Manusia memiliki sifat yang senantiasa mencari jawaban atas pertanyaan yang timbul dalam kehidupannya. Dalam mencari ilmu pengetahuan, manusia melakukan telaah yang mencakup 3 hal, antara lain:
objek yang dikaji
proses menemukan ilmu
manfaat atau kegunaan ilmu tersebut.

Untuk itu, manusia akan selalu berpikir, dengan berpikir akan muncul pertanyaan, dan dengan bertany maka akan ditemukan jawaban yang mana jawaban tersebut adalah suatu kebenaran.

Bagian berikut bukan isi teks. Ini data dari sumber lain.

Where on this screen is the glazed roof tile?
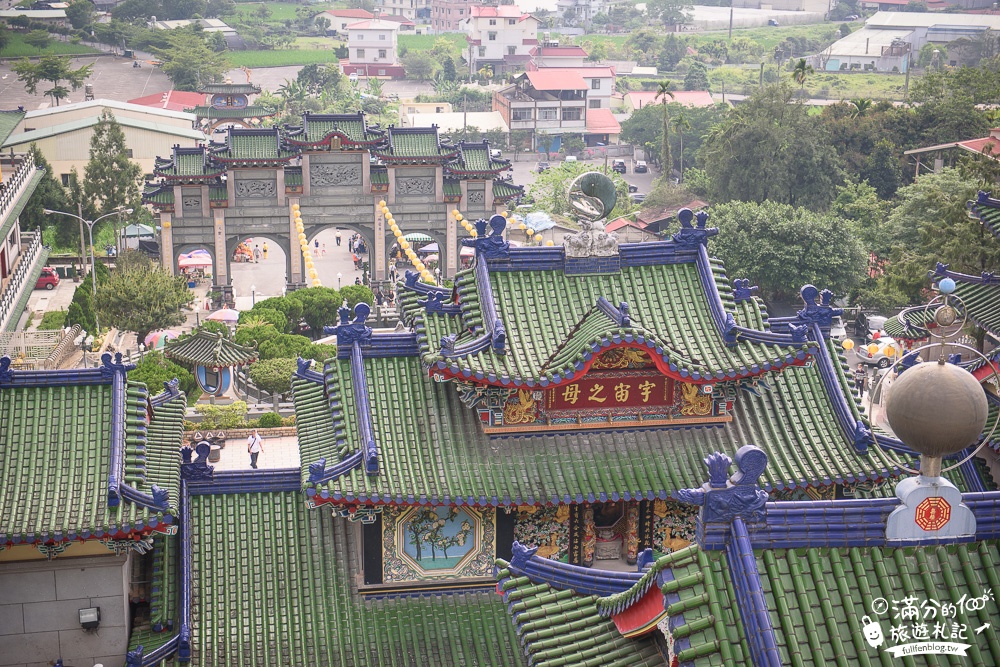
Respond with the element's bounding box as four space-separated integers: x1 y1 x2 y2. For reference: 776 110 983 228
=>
191 492 523 667
294 336 909 505
0 374 184 543
410 262 809 382
163 329 258 368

Menurut Ford (2006), kebenaran atau truth dapat dibedakan atas 4 macam:
A. Kebenaran metafisik. Sesungguhnya kebenaran ini tidak bisa diuji kebenarannya (baik melalui justikasi maupun falsikasi/kritik) berdasarkan norma eksternal seperti kesesuaian dengan alam, logika deduktif, atau standar-standar perilaku profesional. Kebenaran metafisik merupakan kebenaran yang paling mendasar dan puncak dari seluruh kebenaran (basic, ultimate truth) karena itu harus diterima apa adanya (given for granted). Misalnya, kebenaran iman dan doktrin-doktrin absolut agama.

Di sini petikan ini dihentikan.